Auckland-based fund manager Du Val Group is looking for investors from Hong Kong and Singapore after it launched its first property fund, a NZ$250-million (S$239.6 million) “mid market” fund that will focus exclusively on the New Zealand real estate market.
The fund intends to capitalise on low property prices in the country by acquiring assets worth hundreds of millions of dollars, holding them for six to eight years and then selling them to give back attractive dividends to investors. It targets an internal rate of return of at least 20 percent.
The New Zealand property market has been overlooked by investors in the region, though there are “some good quality assets and good quality managers there”, said Jason Smith, managing director of Du Val Group.
Real estate investment trusts (Reits) listed on the New Zealand Exchange are also trading at discounts of about 30 percent to net asset values, making them attractive targets for acquisitions, said William Nobrega, managing partner of The Conrad Group, the adviser of Du Val Group.
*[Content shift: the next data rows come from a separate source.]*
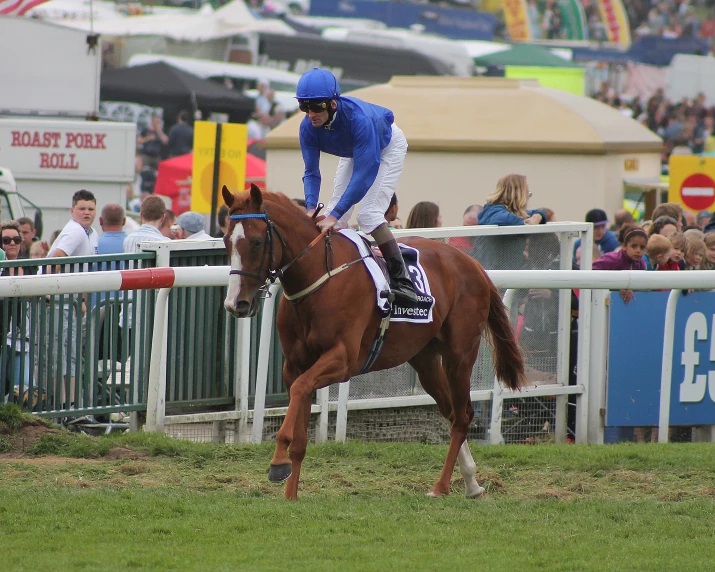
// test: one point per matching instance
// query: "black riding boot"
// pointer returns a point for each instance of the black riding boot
(400, 282)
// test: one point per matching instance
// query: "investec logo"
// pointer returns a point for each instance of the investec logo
(693, 387)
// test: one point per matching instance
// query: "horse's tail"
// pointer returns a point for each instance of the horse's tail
(508, 361)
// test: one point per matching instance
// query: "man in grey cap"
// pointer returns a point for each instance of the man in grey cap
(191, 226)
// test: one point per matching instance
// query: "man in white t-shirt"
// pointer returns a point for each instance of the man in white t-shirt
(77, 238)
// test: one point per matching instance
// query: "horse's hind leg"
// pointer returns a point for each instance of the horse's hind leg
(468, 469)
(434, 381)
(458, 370)
(297, 450)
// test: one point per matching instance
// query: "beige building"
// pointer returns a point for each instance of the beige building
(465, 133)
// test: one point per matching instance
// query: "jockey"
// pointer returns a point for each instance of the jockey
(372, 153)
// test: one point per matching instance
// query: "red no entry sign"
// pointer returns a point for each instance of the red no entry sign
(698, 191)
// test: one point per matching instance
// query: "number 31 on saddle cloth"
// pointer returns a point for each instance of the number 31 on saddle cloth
(420, 313)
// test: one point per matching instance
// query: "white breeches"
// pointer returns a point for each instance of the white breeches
(371, 213)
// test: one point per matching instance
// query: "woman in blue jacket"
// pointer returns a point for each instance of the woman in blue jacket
(506, 206)
(372, 153)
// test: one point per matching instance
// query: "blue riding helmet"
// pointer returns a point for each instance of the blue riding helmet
(317, 84)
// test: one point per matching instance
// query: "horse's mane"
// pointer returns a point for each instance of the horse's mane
(281, 199)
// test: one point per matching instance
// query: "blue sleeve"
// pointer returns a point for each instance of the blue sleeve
(506, 218)
(575, 247)
(366, 162)
(311, 177)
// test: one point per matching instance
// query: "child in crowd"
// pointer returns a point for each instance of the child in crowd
(657, 252)
(708, 262)
(677, 255)
(38, 250)
(694, 253)
(630, 257)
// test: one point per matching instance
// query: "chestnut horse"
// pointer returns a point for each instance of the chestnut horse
(327, 333)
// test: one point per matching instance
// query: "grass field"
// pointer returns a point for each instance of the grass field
(72, 502)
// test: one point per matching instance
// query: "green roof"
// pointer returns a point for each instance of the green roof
(525, 55)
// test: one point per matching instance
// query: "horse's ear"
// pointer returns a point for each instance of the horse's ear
(256, 195)
(227, 196)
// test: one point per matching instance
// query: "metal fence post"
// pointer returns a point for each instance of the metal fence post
(156, 401)
(590, 420)
(495, 435)
(341, 423)
(666, 374)
(264, 353)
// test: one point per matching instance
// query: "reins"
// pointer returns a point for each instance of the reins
(277, 274)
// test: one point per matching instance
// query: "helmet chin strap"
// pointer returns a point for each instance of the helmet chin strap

The fund will invest in assets worth NZ$5 million to NZ$50 million, reflecting the company’s belief that mid-market assets provide strong, long-term value, as well as protection from market volatility.
To date, the fund has seen strong interest from investors, said Mr. Nobrega. Since it was launched on August 8, it has received “initial interest” worth US$40 million, he said. First closing of the fund is due in 60 days.
Meanwhile, Du Val Group has another planned private property fund, a NZ$1.1-billion “opportunity” fund that will invest in office and retail investments in Australian and New Zealand cities.